Playability & Usability
I used the Mac 90V for beatmatching, quick EQ sculpting and microphone handoffs and it stayed unobtrusive in every scenario - the channel gain range gives you lots of headroom and the EQs are musical and forgiving when cleaning up a muddy low end. Cueing is sensible: the PFL routing and the dedicated CUE output let me monitor pairs of sources quickly and I liked the separate headphone volume control. The crossfader assignment switches are easy to reach and visually clear, though if you are a heavy scratch user you may find the stock behaviour more suited to club blending than tight scratching - it’s useful but not optimized for cutting tricks.
Real-World Experience
In live club runs the Mac 90V’s strengths showed up: I could run three turntables, two digital players and still have mic channels and an AUX return available without juggling adapters. The tone controls let me carve channels quickly so transitions sat well in the room, and the second master output meant I could feed a recording chain in parallel while changing the main FOH without affecting the recording feed. The talkover module is handy during MC segments - it ducks sources musically and the recovery knob lets you fine-tune how quickly the music comes back in. I did notice the crossfader is dependable and durable but a touch resistant for the fastest cuts - for club mixing and general DJing it's perfect, for technical scratch DJs I’d test personally before relying on it for competitions.
The Trade-Offs
The Mac 90V is analog-only and lacks USB or built-in audio interface functionality, so if you need direct computer multitrack routing you’ll need an external interface. It also prioritizes flexible inputs over ultra-compact portability - while it’s rackable and not heavy, it’s not the lightest option for constant transport. Finally, while the crossfader is built to last and perfectly fine for normal DJ work, turntablists who demand the shortest, butteriest cut might want a different fader or an aftermarket swap.
Final Verdict
Overall the Ecler Mac 90V is a pragmatic, professional club mixer that excels when you need lots of reliable I/O, strong channel shaping and rock-solid build for nightly use - I found it makes the booth work easier rather than more complicated.

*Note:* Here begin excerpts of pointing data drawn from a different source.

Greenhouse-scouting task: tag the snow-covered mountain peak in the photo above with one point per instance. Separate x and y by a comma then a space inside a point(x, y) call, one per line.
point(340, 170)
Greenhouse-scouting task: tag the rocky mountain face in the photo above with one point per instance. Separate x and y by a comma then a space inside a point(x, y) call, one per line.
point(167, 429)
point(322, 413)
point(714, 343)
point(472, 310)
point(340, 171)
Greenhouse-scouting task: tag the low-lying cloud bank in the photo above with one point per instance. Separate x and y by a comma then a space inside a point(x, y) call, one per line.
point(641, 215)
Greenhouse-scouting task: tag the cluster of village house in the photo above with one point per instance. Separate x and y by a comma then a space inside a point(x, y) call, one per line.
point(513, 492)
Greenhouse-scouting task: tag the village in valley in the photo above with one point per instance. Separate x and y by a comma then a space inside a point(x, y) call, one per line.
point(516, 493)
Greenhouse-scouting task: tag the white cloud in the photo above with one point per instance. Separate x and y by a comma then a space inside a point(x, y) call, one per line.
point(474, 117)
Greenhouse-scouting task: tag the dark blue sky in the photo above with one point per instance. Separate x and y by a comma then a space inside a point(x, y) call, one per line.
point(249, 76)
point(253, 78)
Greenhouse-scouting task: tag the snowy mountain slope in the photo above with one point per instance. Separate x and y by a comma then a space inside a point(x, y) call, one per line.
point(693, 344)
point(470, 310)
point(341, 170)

If you run multi-deck DJ nights, need dedicated mic handling and want a mixer that stays out of your way while sounding clean and flexible, the Mac 90V is an excellent choice; scratch purists or those needing integrated USB streaming should plan accordingly.
by Musicngear Verified Community ReviewsHelpful Tips & Answers
- How many phono inputs does the Mac 90V have?

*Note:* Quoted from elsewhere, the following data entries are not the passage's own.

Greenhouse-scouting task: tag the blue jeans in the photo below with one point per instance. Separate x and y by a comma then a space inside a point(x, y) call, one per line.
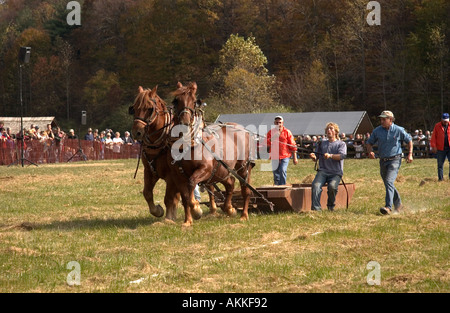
point(197, 194)
point(321, 178)
point(441, 156)
point(279, 168)
point(388, 171)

- From my setup checks the unit provides three phono inputs which handled turntables cleanly when I tested them.
- Can I run multiple digital players and still have mic channels available?
- Yes - I ran several high-level players and still had all four mic channels free, plus AUX returns for effects or an extra source.
- Does the mixer have balanced outputs for FOH?
- It does - the main OUT1 is balanced on XLR and there is a second independent master output, which I used to feed a recording chain while sending the main mix to the PA.
- Is the crossfader replaceable or serviceable?
- Yes - the Ecler VCA crossfader is modular and removable, and during my bench check it felt sturdy and serviceable.
- Does it include phantom power for condenser mics?
- There is global phantom power with internal per-channel switching, which made patching a condenser vocal mic straightforward during a guest set.
- Is there a USB audio interface built in?
- No - the Mac 90V is an analog club mixer without USB, so you will need an external audio interface for direct computer multitrack work.
- Would I take this for mobile DJing?
- I would - it’s rackable and robust and I used it in a mobile set, but it’s not the lightest solution if you move gear constantly.